# ARIMA를 사용한 시계열 예측

이전 강의에서는 시계열 예측에 대해 조금 배웠고, 일정 기간 동안 전력 부하의 변동을 보여주는 데이터를 로드했습니다.

[![ARIMA 소개](https://img.youtube.com/vi/IUSk-YDau10/0.jpg)](https://youtu.be/IUSk-YDau10 "Introduction to ARIMA")

> 🎥 위 이미지를 클릭하면 ARIMA 모델에 대한 간략한 소개 영상을 볼 수 있습니다. 예제는 R로 작성되었지만, 개념은 보편적입니다.

## [강의 전 퀴즈](https://gray-sand-07a10f403.1.azurestaticapps.net/quiz/43/)

## 소개

이 강의에서는 [ARIMA: *A*uto*R*egressive *I*ntegrated *M*oving *A*verage](https://wikipedia.org/wiki/Autoregressive_integrated_moving_average) 모델을 구축하는 특정 방법을 배웁니다. ARIMA 모델은 특히 [비정상성](https://wikipedia.org/wiki/Stationary_process)을 보이는 데이터를 적합하게 만들기에 적합합니다.

## 일반 개념

ARIMA를 사용하기 위해 알아야 할 몇 가지 개념이 있습니다:

- 🎓 **정상성**. 통계적 맥락에서 정상성은 시간이 지나도 분포가 변하지 않는 데이터를 의미합니다. 비정상 데이터는 분석하기 위해 변환이 필요합니다. 예를 들어 계절성은 데이터에 변동을 일으킬 수 있으며, '계절 차분' 과정을 통해 제거할 수 있습니다.

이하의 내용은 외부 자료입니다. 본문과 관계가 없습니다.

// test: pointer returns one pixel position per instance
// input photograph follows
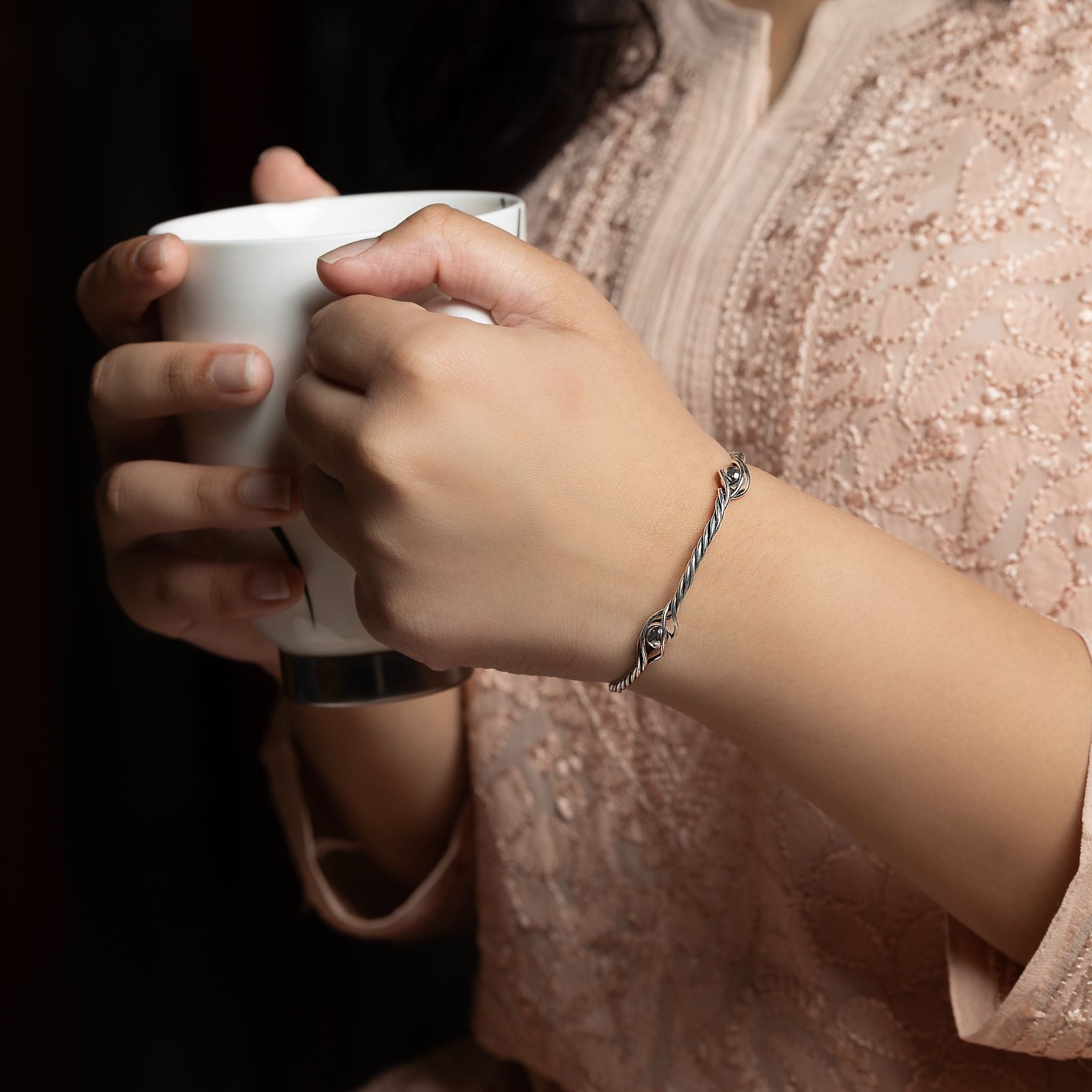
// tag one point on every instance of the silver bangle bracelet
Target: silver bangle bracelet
(663, 625)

- 🎓 **[차분](https://wikipedia.org/wiki/Autoregressive_integrated_moving_average#Differencing)**. 차분은 비정상 데이터를 정상 데이터로 변환하는 과정을 의미합니다. "차분은 시계열의 수준 변화를 제거하여 추세와 계절성을 제거하고 시계열의 평균을 안정화시킵니다." [Shixiong et al의 논문](https://arxiv.org/abs/1904.07632)

## 시계열의 맥락에서 ARIMA

ARIMA의 구성 요소를 분석하여 시계열 모델을 구축하고 예측하는 데 어떻게 도움이 되는지 알아보겠습니다.

- **AR - 자기회귀**. 자기회귀 모델은 이름에서 알 수 있듯이 데이터를 '뒤돌아보며' 이전 값을 분석하고 가정을 합니다. 이러한 이전 값을 '시차'라고 합니다. 예를 들어 월별 연필 판매 데이터를 생각해보세요. 각 월의 판매 총액은 데이터셋에서 '진화 변수'로 간주됩니다. 이 모델은 "관심 있는 진화 변수가 자신의 시차(즉, 이전) 값에 대해 회귀되는" 방식으로 구축됩니다. [wikipedia](https://wikipedia.org/wiki/Autoregressive_integrated_moving_average)

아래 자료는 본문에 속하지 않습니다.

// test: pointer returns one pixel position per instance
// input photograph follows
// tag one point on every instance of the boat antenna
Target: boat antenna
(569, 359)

- **I - 통합**. 'ARMA' 모델과 달리 ARIMA의 'I'는 *[통합](https://wikipedia.org/wiki/Order_of_integration)* 측면을 의미합니다. 데이터를 비정상성을 제거하기 위해 차분 단계를 적용하여 '통합'합니다.

- **MA - 이동 평균**. [이동 평균](https://wikipedia.org/wiki/Moving-average_model) 모델의 측면은 현재와 과거 시차 값을 관찰하여 결정되는 출력 변수를 의미합니다.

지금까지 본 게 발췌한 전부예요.